In about half an hour at Yale’s Whitney Humanities Center I’m giving a speech called Be the Media You Want to See: How Social Mediaand Citizen Journalism Are Changing the World.” (Per my usual procrastinatory superpowers, I got my powerpoint done about half an hour before I had to hop on the train to New Haven.)
Earlier today I spoke on WNPR (Connecticut) about how digital technology is transforming journalism, as well as issues of race and diversity in journalism. (My interview begins at 00:23:23; the first half of the show is about the new PBS documentary Digital Nation which premieres tomorrow night.)

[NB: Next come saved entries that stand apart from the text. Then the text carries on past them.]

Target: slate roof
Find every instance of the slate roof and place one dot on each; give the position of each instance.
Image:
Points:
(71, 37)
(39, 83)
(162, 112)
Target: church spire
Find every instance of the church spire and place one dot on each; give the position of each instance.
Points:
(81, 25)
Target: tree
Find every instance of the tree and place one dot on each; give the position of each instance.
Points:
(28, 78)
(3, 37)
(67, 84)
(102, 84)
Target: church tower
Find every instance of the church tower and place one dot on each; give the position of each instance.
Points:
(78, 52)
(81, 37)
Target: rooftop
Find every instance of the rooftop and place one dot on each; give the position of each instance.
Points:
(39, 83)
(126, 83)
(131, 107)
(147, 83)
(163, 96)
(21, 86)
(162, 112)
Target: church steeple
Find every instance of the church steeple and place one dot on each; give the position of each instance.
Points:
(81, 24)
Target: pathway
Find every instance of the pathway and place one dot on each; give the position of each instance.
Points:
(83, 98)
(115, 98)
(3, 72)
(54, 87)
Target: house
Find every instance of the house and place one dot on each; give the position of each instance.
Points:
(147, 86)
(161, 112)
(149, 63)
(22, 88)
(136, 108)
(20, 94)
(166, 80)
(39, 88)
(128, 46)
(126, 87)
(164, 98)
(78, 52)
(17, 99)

I talk about the ways that media has to grow in technological sophistication, but also become more inclusive. We have not only to rebuild journalism on a business level (as a functioning part of society/democracy), but we have to do it better– by being more inclusive. Among other things, during the interview a caller said “a great risk and danger in trying to over-diversify” media. My argument, as you might expect, is the opposite. America is a nation where many of the biggest cities have no racial majority (including New York, where I live); and America as a whole, the Census estimates, will have no racial majority by 2042. Many media outlets fail to reach a sufficiently diverse audience (For example, NPR’s own audience survey shows that its audience is 86% non-Hispanic white. The Census says the U.S. population is 2/3 non-Hispanic white; 1/3 Hispanic and non-white.) A recent report called Grow the Audience urged public media to be more inclusive of people of color… in part because that’s the only way public media will grow. You can extrapolate and point out the obvious: if America’s population is growing primarily among Hispanic and non-white groups, then media must catch up in attracting these groups As I said, speaking of the future (not of niche publications/broadcasts but of mainstream ones), “You cannot have a mostly-white media audience and expect to thrive. You have to speak to a wide audience, or die.”

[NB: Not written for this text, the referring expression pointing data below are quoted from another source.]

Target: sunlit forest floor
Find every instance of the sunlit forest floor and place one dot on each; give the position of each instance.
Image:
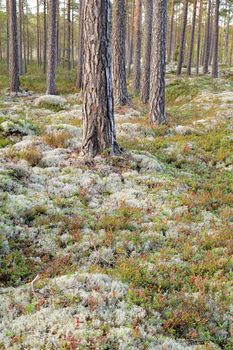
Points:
(132, 252)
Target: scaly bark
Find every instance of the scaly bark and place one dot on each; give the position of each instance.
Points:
(137, 46)
(182, 38)
(119, 53)
(189, 66)
(158, 64)
(13, 48)
(98, 117)
(145, 90)
(52, 50)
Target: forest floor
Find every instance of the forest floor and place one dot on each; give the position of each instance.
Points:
(132, 252)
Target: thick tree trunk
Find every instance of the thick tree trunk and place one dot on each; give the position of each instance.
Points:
(58, 32)
(68, 22)
(137, 46)
(98, 116)
(189, 66)
(7, 32)
(38, 45)
(145, 90)
(13, 48)
(182, 38)
(52, 52)
(119, 54)
(216, 37)
(45, 37)
(80, 47)
(21, 70)
(199, 36)
(131, 46)
(207, 41)
(171, 33)
(158, 64)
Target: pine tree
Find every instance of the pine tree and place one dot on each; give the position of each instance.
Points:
(98, 116)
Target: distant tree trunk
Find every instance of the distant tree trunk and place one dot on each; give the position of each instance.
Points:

As I also said on air, “There’s nothing magic about diversity.” It’s hard work to survey your community; find authentic voices that represent different demographics; and make sure you do adequate coverage. If you don’t have a connection to communities, you don’t get the news. You get blindsided by social issues rather than being plugged into evolving social, political, and economic realities. We can do better, and we have to, or we (professional journalists) will find our already compromised role in society diminished even more.